The juvenile courts have jurisdiction over the individuals under the age of 18 who engage in unlawful conduct, with certain exceptions. Unlike the adult courts, the juvenile proceeding is not a criminal proceeding designed to determine the criminal responsibility and punishment but it is a civil proceeding designed to protect the young people from the consequences of their own conduct, develop responsibility for the unlawful behavior, rehabilitate them and promotes public safety. Other objectives of juvenile courts include addressing the offending behavior, minimizing the penetration of young people into the Criminal Justice System, promoting the uniqueness of adolescents, providing more effective community based responses, delivering culturally appropriate responses and assisting in the development of the young person's self identity.

Most law enforcement agencies and officers in the united state do not have access to the new technologies that are used to fight crimes hence they are hindered in their intelligence gathering operations. The criminal justice and security systems should make use of some organizations that provides the required criminal intelligence and the investigative support services. For instance they should work in hand with Regional Information Sharing System (RISS) which always serves as the invaluable tool to the Federal State and the Local law enforcement agencies. RISS may give the agencies the required resources that they need to discover and apprehend the potential crimes before they happen (Congressional Record). The criminal justice and security systems should possess basic understanding of the justice system, including policing, structure of the court system, the role of the prosecutor and judge and the system of law, identify and read any previous similar assessments, request, in advance the statistical and management reports. Some of these reports are found on the internet.

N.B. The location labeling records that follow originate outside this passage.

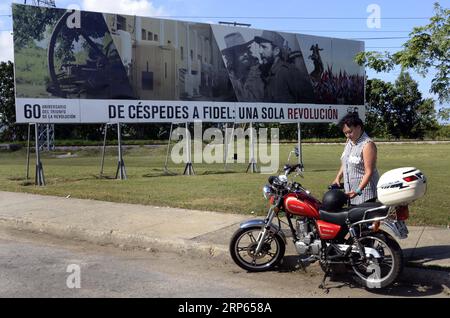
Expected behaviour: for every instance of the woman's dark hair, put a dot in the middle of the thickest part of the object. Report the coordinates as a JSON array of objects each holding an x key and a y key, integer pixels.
[{"x": 351, "y": 120}]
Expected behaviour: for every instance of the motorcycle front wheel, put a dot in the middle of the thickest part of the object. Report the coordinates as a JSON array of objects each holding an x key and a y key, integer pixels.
[
  {"x": 382, "y": 271},
  {"x": 243, "y": 245}
]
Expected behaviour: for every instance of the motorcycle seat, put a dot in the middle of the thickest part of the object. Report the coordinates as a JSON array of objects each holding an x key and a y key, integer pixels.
[
  {"x": 367, "y": 211},
  {"x": 361, "y": 212}
]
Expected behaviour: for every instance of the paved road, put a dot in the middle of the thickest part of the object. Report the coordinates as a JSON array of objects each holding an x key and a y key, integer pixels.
[{"x": 35, "y": 265}]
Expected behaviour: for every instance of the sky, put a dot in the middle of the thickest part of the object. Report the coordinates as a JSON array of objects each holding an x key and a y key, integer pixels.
[{"x": 347, "y": 19}]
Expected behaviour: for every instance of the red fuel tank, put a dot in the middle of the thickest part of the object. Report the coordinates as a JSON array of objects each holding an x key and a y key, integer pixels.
[{"x": 303, "y": 206}]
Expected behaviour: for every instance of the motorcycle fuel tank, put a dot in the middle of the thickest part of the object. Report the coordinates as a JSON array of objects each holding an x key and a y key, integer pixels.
[
  {"x": 328, "y": 231},
  {"x": 294, "y": 205}
]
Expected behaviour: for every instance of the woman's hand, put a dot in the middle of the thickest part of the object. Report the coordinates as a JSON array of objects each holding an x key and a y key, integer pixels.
[
  {"x": 351, "y": 194},
  {"x": 336, "y": 181}
]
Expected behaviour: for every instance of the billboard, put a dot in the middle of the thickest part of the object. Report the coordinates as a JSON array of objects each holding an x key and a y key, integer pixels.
[{"x": 89, "y": 67}]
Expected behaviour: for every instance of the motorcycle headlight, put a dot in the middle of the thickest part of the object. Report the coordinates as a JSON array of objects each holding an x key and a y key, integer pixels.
[{"x": 267, "y": 192}]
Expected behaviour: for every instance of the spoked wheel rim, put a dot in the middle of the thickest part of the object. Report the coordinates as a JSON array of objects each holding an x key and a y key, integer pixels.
[
  {"x": 375, "y": 271},
  {"x": 246, "y": 245}
]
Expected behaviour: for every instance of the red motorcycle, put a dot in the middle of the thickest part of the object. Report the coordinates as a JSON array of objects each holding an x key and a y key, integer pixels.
[{"x": 330, "y": 233}]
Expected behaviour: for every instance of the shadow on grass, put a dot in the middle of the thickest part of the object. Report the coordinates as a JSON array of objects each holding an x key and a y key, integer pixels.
[{"x": 98, "y": 177}]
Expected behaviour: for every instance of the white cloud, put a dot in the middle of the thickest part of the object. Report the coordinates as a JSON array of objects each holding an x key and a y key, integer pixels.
[
  {"x": 130, "y": 7},
  {"x": 6, "y": 46}
]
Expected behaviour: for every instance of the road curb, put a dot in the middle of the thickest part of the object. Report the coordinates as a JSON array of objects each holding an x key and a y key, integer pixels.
[
  {"x": 139, "y": 241},
  {"x": 118, "y": 239}
]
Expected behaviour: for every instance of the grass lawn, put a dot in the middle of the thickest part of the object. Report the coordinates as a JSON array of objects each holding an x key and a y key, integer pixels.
[{"x": 214, "y": 189}]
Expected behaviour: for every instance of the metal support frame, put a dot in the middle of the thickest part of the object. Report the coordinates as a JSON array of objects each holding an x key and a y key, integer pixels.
[
  {"x": 252, "y": 163},
  {"x": 189, "y": 169},
  {"x": 39, "y": 179},
  {"x": 28, "y": 152},
  {"x": 299, "y": 144},
  {"x": 227, "y": 143},
  {"x": 166, "y": 163},
  {"x": 104, "y": 150},
  {"x": 121, "y": 171}
]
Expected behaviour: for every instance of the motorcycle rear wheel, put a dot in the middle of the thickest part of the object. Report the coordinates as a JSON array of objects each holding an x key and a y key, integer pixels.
[
  {"x": 382, "y": 272},
  {"x": 243, "y": 244}
]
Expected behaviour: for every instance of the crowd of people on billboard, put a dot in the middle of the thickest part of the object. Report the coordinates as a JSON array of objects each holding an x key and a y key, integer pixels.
[{"x": 266, "y": 69}]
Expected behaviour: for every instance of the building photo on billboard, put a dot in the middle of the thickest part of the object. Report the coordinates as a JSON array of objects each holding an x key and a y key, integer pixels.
[{"x": 73, "y": 64}]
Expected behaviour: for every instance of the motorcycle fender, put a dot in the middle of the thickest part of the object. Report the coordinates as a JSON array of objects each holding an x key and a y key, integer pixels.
[
  {"x": 390, "y": 224},
  {"x": 258, "y": 222}
]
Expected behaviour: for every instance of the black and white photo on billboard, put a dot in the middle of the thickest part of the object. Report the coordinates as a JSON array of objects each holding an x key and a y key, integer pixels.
[{"x": 264, "y": 66}]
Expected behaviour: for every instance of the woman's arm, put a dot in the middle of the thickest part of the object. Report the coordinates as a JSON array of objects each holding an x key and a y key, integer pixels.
[
  {"x": 339, "y": 175},
  {"x": 370, "y": 160}
]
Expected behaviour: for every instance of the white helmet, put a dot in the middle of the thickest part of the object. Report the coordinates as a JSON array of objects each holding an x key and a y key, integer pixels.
[{"x": 401, "y": 186}]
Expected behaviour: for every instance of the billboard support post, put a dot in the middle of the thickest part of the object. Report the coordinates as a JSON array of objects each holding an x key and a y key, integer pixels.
[
  {"x": 299, "y": 145},
  {"x": 121, "y": 171},
  {"x": 28, "y": 152},
  {"x": 104, "y": 149},
  {"x": 189, "y": 169},
  {"x": 227, "y": 143},
  {"x": 39, "y": 175},
  {"x": 252, "y": 162},
  {"x": 166, "y": 169}
]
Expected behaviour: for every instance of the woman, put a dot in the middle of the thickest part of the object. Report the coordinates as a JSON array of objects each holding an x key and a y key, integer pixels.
[{"x": 359, "y": 159}]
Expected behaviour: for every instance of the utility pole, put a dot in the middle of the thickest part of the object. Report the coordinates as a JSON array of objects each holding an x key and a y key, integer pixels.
[{"x": 46, "y": 132}]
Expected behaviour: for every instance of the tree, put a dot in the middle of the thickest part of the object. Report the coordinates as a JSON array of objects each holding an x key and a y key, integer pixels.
[
  {"x": 379, "y": 96},
  {"x": 9, "y": 130},
  {"x": 399, "y": 109},
  {"x": 428, "y": 48}
]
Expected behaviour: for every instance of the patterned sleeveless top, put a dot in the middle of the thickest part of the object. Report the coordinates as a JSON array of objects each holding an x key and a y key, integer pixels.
[{"x": 353, "y": 168}]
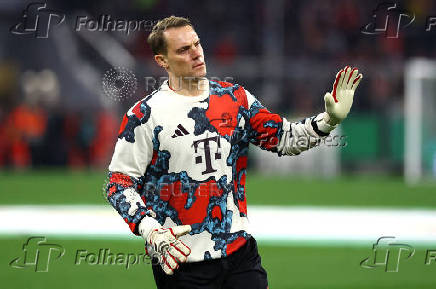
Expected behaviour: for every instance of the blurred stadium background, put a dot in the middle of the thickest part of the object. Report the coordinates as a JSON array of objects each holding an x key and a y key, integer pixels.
[{"x": 58, "y": 126}]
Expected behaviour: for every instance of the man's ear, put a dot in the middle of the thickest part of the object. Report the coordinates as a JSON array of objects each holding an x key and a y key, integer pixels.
[{"x": 161, "y": 60}]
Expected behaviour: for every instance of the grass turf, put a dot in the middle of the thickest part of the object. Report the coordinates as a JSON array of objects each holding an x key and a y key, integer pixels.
[{"x": 287, "y": 266}]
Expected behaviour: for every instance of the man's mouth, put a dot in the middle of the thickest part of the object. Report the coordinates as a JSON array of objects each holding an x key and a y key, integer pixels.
[{"x": 198, "y": 65}]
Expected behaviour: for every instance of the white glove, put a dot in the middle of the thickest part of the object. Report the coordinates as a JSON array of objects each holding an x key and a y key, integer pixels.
[
  {"x": 338, "y": 102},
  {"x": 165, "y": 245}
]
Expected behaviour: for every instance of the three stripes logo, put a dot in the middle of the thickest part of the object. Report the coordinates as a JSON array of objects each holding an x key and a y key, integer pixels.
[{"x": 180, "y": 131}]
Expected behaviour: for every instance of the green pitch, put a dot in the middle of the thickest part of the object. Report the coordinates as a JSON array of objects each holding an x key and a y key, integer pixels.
[{"x": 289, "y": 266}]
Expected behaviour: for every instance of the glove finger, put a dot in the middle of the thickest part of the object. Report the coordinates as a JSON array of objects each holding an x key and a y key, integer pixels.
[
  {"x": 347, "y": 71},
  {"x": 336, "y": 83},
  {"x": 357, "y": 81},
  {"x": 179, "y": 256},
  {"x": 351, "y": 78},
  {"x": 169, "y": 263},
  {"x": 180, "y": 230},
  {"x": 329, "y": 101},
  {"x": 181, "y": 247}
]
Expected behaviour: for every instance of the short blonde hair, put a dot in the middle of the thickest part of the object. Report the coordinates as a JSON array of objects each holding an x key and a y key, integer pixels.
[{"x": 156, "y": 39}]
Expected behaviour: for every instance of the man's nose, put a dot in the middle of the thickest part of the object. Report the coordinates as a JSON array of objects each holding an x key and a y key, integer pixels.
[{"x": 195, "y": 52}]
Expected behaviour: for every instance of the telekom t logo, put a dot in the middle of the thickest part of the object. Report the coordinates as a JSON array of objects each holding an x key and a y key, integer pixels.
[
  {"x": 388, "y": 20},
  {"x": 207, "y": 153},
  {"x": 37, "y": 20}
]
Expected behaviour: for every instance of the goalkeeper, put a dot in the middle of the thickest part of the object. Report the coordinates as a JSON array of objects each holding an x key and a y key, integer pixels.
[{"x": 177, "y": 175}]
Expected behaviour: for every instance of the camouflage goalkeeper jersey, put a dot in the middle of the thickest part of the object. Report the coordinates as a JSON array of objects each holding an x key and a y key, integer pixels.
[{"x": 182, "y": 160}]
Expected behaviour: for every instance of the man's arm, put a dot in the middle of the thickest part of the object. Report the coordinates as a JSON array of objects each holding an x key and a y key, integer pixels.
[
  {"x": 133, "y": 153},
  {"x": 277, "y": 134}
]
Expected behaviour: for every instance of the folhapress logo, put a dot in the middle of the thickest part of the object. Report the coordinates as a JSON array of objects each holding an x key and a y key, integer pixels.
[
  {"x": 388, "y": 20},
  {"x": 387, "y": 253},
  {"x": 37, "y": 21},
  {"x": 37, "y": 253}
]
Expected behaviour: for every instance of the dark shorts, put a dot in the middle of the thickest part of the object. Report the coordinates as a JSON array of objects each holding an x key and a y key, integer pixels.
[{"x": 240, "y": 270}]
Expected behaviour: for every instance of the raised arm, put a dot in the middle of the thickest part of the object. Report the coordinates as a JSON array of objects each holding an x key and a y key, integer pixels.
[{"x": 274, "y": 133}]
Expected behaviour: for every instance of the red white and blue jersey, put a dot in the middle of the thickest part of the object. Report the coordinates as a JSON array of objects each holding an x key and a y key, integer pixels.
[{"x": 181, "y": 160}]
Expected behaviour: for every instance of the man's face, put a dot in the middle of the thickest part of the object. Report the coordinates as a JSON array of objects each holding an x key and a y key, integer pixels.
[{"x": 185, "y": 56}]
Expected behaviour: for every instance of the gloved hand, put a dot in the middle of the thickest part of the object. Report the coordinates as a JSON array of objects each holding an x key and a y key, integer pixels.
[
  {"x": 165, "y": 245},
  {"x": 338, "y": 102}
]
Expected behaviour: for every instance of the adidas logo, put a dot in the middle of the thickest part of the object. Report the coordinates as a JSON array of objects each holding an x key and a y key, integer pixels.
[{"x": 180, "y": 131}]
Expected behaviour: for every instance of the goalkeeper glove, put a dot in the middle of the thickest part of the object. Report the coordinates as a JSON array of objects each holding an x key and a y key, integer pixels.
[
  {"x": 164, "y": 244},
  {"x": 339, "y": 101}
]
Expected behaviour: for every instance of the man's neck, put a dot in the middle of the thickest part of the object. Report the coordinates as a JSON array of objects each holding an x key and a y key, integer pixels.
[{"x": 188, "y": 86}]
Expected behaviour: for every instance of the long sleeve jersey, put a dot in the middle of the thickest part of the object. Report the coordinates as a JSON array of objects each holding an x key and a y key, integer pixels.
[{"x": 182, "y": 160}]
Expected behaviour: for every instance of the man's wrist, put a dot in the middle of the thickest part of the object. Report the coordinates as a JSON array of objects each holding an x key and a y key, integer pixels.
[
  {"x": 147, "y": 225},
  {"x": 330, "y": 120},
  {"x": 325, "y": 123}
]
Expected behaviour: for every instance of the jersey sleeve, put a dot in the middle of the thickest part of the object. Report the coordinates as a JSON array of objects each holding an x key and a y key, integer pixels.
[
  {"x": 133, "y": 152},
  {"x": 274, "y": 133}
]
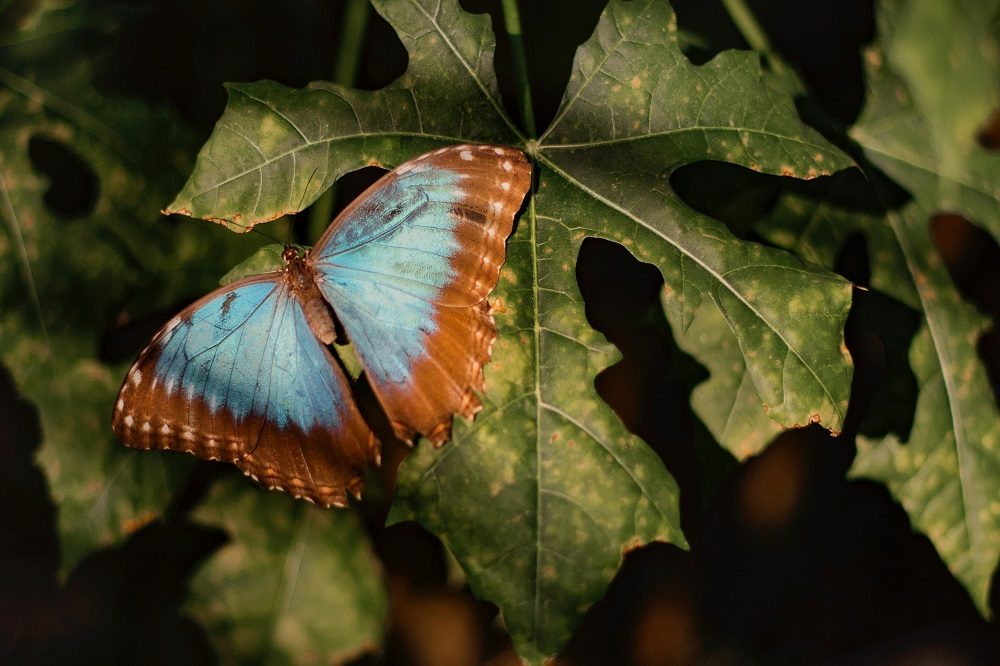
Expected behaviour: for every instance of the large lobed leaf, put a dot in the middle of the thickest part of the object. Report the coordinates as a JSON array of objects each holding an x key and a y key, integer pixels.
[
  {"x": 66, "y": 274},
  {"x": 933, "y": 79},
  {"x": 542, "y": 495}
]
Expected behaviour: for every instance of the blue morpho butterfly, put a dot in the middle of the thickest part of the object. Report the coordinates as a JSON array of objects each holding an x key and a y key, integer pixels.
[{"x": 245, "y": 374}]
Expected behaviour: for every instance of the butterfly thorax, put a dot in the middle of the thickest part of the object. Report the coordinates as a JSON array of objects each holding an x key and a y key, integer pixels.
[{"x": 303, "y": 283}]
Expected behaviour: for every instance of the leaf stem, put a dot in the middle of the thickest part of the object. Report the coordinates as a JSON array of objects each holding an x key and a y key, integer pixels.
[
  {"x": 512, "y": 23},
  {"x": 751, "y": 30},
  {"x": 347, "y": 62}
]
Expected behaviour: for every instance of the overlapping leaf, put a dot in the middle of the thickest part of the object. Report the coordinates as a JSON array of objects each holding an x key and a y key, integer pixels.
[
  {"x": 933, "y": 80},
  {"x": 541, "y": 495},
  {"x": 65, "y": 274},
  {"x": 297, "y": 585}
]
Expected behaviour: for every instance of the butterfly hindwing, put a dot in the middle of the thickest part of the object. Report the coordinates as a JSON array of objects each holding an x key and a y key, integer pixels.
[
  {"x": 239, "y": 376},
  {"x": 408, "y": 267}
]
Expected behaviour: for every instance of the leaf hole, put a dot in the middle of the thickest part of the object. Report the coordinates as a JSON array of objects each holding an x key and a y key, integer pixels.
[
  {"x": 973, "y": 261},
  {"x": 732, "y": 194},
  {"x": 73, "y": 185},
  {"x": 879, "y": 332},
  {"x": 649, "y": 389},
  {"x": 822, "y": 40}
]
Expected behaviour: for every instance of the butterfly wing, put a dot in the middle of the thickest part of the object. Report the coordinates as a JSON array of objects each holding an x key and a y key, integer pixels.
[
  {"x": 408, "y": 266},
  {"x": 239, "y": 376}
]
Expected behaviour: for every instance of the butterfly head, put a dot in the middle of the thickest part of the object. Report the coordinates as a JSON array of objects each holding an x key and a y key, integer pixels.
[{"x": 290, "y": 254}]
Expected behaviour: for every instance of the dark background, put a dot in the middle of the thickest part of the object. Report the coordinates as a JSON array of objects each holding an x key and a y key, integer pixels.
[{"x": 790, "y": 562}]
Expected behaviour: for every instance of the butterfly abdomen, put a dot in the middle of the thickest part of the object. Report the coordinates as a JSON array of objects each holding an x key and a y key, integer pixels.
[{"x": 315, "y": 307}]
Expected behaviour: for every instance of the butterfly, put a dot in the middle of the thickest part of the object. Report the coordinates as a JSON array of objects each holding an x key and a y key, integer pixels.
[{"x": 246, "y": 374}]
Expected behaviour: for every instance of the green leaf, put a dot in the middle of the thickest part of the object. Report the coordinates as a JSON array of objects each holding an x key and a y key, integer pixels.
[
  {"x": 67, "y": 276},
  {"x": 265, "y": 260},
  {"x": 276, "y": 150},
  {"x": 934, "y": 80},
  {"x": 569, "y": 489},
  {"x": 298, "y": 584}
]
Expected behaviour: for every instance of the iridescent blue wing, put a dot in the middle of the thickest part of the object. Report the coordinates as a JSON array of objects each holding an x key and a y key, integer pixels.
[
  {"x": 408, "y": 266},
  {"x": 239, "y": 376}
]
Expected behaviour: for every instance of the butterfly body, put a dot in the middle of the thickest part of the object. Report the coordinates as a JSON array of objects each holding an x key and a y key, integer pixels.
[{"x": 245, "y": 374}]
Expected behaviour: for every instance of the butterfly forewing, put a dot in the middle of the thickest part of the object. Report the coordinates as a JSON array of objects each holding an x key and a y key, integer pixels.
[
  {"x": 408, "y": 267},
  {"x": 240, "y": 377}
]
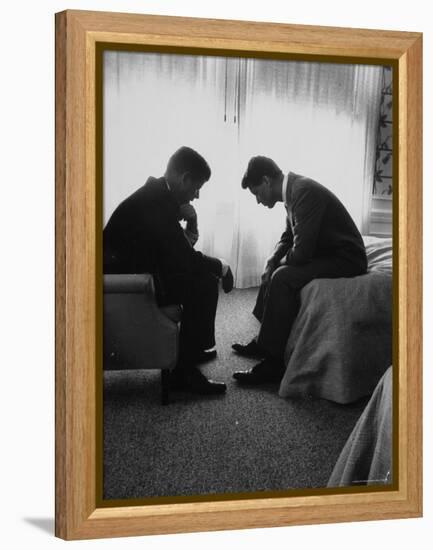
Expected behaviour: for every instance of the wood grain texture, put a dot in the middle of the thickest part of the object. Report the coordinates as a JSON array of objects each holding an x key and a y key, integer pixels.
[{"x": 77, "y": 32}]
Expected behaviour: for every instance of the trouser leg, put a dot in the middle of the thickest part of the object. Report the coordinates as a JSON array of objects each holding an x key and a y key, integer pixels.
[
  {"x": 278, "y": 302},
  {"x": 197, "y": 328}
]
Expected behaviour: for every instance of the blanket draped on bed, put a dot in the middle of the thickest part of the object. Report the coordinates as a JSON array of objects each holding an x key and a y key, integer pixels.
[
  {"x": 341, "y": 342},
  {"x": 366, "y": 458}
]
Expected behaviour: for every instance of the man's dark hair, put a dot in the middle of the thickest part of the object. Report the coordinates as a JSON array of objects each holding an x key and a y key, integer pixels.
[
  {"x": 257, "y": 168},
  {"x": 186, "y": 159}
]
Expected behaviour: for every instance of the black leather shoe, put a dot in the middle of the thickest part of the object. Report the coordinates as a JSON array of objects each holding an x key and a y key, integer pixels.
[
  {"x": 202, "y": 357},
  {"x": 248, "y": 350},
  {"x": 193, "y": 381},
  {"x": 262, "y": 373}
]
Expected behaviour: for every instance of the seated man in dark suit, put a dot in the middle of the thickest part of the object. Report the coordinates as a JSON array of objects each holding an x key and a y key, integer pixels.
[
  {"x": 320, "y": 241},
  {"x": 144, "y": 235}
]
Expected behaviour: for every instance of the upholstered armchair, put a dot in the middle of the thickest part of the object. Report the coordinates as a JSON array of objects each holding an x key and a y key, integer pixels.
[{"x": 137, "y": 334}]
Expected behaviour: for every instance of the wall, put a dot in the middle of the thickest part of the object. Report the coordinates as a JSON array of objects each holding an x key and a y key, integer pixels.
[{"x": 27, "y": 229}]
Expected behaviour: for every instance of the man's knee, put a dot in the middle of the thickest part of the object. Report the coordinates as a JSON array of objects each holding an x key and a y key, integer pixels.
[{"x": 284, "y": 276}]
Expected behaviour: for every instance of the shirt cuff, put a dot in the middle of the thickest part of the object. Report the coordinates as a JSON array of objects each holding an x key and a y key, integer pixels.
[{"x": 225, "y": 267}]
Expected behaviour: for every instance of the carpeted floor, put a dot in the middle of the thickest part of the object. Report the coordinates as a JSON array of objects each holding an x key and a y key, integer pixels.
[{"x": 249, "y": 440}]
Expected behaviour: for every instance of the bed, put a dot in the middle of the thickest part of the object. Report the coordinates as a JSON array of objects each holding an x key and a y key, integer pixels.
[{"x": 341, "y": 342}]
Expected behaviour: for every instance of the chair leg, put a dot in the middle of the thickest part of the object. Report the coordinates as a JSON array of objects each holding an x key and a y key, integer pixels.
[{"x": 165, "y": 374}]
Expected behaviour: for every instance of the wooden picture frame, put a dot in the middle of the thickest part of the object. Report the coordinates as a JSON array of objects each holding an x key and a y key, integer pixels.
[{"x": 78, "y": 291}]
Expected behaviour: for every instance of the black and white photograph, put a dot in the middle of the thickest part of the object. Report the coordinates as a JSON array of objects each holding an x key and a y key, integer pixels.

The policymakers at government federal, state and local agencies should respond to United States country’s crime and safety concerns. They should however put in mind that it is more important to remember that the criminal issues in United States are multi-faceted, and that their respective responses towards the issues should be as well multi-faceted. The improvement of safety in the day-to-day lives of the residents of United States should be the responsibility of a wide range of justice agencies which are within the US country and not just law enforcement officials because the safety improvements facilitates the involvement of social service and public service providers, the federal and state officials, the youth workers, the residents of the tribal communities and tribal and non-American politicians. Also, they should meet with institutions, individuals, and professional and human rights organizations which are concerned with the issues that they may encounter on the mission of assessment, as well as the donors including embassies that provide bilateral assistance. These sources may provide some valuable background information for conducting thorough assessments as well as the invaluable in-country contacts. Finally, the systems should consider the use of research tools used in the assessment mission such as document study, interviews and focus groups (Siegel, 2009).


The society expects the courts to decide if people are guilty or not, sentence the guilty to punishment, interpret the laws made by the legislative, set the legal precedents, and to uphold the constitutional protections.